As for maintaining the integrity of messaging, Chasko notes that message authentication codes and signatures are the most common data protection approaches, and he advises utilities to have “end-to-end, application-layer cryptography from endpoints and devices near the endpoint.” The cryptography should be maintained all the way through the network in such a way that even intermediary devices between endpoints and head-end systems don’t share the same encryption key as the two devices that are communicating. In other words, the applications between an endpoint and a head-end should communicate as if they are in a private network. Think of this as a virtual private network for applications.
“Some communications solutions have intermediary devices that see unencrypted data for a mass quantity of devices, making those rich attack targets,” Chasko explains. “By having end-to-end encryption, you don’t have that. If you did have something in the middle that served as a decrypt/encrypt device, you’d want to make sure that data was properly protected.”
As far as system-level protections, Chasko notes that these involve securing the individual components of the system and having controls in place to ensure devices are properly locked down. “Unused ports are closed, test ports are shut off, the device is manufactured properly, the proper level of software is running at both the head-end and endpoint … and only approved parties can update that software,” he says.
When there are upgrades to software, install them, he adds. One large data breach in recent years occurred after a company failed to install software updates that closed the vulnerabilities hackers leveraged.
Not only do utilities need to protect customer data, so do their partners. Although the breach in question didn’t necessarily result from DER, this past summer The Wall Street Journal reported that a large, west coast investor-owned utility paid federal fines to the North American Electric Reliability Corp. after a third-party contractor improperly copied utility data and then left it exposed online in a non-password-protected site.
According to NERC, this left “sensitive information” vulnerable for more than two months. In a notice to the Federal Energy Regulatory Commission, NERC explained that the data breach exposed “30,000 asset records, including records associated with Critical Cyber Assets (CCAs). The records included information such as IP addresses and server host names.”
Usernames and passwords associated with the exposed databases also remained online and unprotected. “Exposure of the username and cryptographic information could aid a malicious attacker in using this information to decode passwords,” NERC noted.

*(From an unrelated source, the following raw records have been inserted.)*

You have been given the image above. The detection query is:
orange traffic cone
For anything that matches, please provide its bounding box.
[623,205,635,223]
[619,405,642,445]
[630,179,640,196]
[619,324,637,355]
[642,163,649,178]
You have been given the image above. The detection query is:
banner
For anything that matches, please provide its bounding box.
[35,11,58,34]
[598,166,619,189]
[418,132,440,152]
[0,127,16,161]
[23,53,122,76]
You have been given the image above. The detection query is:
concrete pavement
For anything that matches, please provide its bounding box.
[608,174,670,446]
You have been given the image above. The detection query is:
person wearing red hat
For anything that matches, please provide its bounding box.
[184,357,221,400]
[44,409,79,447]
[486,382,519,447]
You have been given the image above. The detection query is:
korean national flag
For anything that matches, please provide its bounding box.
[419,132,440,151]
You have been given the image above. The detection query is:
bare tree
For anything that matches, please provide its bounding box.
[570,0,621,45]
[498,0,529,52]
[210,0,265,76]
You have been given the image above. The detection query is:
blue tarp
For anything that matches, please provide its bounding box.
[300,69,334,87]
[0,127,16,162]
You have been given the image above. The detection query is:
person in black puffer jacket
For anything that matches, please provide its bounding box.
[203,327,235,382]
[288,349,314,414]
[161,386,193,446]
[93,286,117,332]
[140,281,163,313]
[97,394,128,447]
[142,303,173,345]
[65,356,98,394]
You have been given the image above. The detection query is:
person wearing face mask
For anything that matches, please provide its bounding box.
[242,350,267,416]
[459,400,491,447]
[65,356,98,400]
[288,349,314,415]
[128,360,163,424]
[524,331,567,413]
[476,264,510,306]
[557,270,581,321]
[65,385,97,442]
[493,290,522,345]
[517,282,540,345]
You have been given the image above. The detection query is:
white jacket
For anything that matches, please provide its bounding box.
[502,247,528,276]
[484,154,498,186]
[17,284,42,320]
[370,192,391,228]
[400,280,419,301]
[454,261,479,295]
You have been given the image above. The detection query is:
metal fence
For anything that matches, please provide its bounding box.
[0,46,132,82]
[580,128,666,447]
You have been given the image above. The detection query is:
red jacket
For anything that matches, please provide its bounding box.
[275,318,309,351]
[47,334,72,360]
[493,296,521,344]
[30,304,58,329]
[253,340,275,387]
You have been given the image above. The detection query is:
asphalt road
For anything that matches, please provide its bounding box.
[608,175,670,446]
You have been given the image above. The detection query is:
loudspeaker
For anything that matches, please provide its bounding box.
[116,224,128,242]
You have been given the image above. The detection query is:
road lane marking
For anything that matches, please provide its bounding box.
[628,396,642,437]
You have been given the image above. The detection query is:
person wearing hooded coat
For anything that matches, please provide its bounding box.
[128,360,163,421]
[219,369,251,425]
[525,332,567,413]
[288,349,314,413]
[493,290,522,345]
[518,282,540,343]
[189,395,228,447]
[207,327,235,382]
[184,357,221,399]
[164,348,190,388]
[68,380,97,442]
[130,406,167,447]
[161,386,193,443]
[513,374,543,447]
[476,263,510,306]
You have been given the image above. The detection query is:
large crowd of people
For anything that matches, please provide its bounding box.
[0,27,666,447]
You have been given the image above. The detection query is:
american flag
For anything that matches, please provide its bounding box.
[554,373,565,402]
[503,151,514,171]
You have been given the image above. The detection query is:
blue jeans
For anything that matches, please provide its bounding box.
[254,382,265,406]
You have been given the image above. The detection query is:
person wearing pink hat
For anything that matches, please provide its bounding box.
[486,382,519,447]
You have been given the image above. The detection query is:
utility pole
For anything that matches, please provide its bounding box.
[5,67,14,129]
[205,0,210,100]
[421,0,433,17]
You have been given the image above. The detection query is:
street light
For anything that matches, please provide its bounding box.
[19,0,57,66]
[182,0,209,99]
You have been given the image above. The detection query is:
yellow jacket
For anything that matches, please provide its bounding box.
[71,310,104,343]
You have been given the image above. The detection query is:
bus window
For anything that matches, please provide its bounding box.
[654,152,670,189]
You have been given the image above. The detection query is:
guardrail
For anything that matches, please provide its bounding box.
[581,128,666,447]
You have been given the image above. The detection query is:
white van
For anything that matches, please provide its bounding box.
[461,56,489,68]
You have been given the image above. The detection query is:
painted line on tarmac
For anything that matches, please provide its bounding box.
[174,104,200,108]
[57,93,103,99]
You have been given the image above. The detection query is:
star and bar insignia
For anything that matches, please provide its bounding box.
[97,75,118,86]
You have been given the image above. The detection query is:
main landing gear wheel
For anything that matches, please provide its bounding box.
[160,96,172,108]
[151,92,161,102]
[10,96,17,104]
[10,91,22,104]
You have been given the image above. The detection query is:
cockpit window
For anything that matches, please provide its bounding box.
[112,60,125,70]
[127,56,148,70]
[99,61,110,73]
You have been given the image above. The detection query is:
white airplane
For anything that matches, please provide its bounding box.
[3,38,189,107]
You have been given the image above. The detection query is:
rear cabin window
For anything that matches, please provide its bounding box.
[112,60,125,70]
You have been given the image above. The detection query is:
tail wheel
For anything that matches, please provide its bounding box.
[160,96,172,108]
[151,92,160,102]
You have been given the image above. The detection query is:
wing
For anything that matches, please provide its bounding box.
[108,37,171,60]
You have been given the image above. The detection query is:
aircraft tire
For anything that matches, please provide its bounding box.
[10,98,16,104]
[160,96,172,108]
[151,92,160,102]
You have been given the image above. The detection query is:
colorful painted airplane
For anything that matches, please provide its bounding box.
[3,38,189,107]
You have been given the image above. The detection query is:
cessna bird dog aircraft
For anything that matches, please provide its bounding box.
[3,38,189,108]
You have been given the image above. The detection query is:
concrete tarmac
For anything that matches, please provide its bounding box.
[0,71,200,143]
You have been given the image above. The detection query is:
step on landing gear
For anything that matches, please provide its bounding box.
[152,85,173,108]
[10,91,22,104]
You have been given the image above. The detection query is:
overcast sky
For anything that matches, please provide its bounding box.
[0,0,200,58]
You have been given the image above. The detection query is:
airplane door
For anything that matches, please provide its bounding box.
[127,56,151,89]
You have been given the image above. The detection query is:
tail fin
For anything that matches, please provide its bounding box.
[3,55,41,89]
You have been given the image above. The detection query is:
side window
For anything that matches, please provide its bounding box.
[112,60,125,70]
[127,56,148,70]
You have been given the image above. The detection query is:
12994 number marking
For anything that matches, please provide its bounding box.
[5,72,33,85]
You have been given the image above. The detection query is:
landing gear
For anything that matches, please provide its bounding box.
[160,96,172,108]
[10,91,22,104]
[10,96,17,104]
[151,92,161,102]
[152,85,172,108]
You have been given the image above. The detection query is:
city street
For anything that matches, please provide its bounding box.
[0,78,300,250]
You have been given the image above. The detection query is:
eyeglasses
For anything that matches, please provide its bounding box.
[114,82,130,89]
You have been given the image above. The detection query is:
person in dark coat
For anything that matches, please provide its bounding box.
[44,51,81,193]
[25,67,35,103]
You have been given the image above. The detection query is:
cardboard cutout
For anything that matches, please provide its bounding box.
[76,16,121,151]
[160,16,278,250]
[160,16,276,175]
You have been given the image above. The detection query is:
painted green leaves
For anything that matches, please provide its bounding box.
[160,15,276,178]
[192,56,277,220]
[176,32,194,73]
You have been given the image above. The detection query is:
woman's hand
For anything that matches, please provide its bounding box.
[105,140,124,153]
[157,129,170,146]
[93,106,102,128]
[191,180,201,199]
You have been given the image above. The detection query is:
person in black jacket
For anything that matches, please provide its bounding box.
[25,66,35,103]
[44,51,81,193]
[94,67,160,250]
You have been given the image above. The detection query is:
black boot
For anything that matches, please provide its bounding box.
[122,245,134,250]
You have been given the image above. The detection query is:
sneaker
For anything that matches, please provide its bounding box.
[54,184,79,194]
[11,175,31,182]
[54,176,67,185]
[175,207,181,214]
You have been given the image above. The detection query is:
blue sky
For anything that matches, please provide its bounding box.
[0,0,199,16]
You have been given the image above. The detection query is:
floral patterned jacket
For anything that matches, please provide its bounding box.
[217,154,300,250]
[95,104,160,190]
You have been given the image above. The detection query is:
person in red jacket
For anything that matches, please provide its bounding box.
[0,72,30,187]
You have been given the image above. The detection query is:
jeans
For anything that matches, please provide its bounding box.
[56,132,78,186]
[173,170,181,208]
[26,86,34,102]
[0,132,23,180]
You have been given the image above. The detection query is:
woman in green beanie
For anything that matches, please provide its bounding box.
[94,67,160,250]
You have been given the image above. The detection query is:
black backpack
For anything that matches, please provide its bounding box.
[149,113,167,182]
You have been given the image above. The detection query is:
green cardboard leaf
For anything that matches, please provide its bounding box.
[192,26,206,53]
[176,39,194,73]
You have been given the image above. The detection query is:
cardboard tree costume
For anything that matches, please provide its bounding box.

NERC also maintained, “These violations posed a serious or substantial risk to the reliability of the bulk power system (BPS). The CCAs associated with the data exposure include servers that store user data, systems that control access within [the utility’s] control centers and substations, and a supervisory control and data acquisition (SCADA) system that stores critical CCA Information.”
The utility wound up paying some $2.7 million for two violations of NERC Critical Infrastructure Protection (CIP) reliability standards.
This event looms as an important lesson now that many utilities are using load aggregators to implement fast-ramping demand response and virtual power plant applications. Ahead, NERC CIP standards will likely evolve along with the technologies and market.
Already, “New CIP standards apply to control centers that control an aggregation of DERs of at least 1500 MW in a single interconnection,” noted Stewart Ramsay is a senior partner with Vanry and Associates, in a recent T&D World article. He adds: “I believe this is a clear indication that FERC and NERC recognize that protecting generation, including DERs, plays a role in grid security.”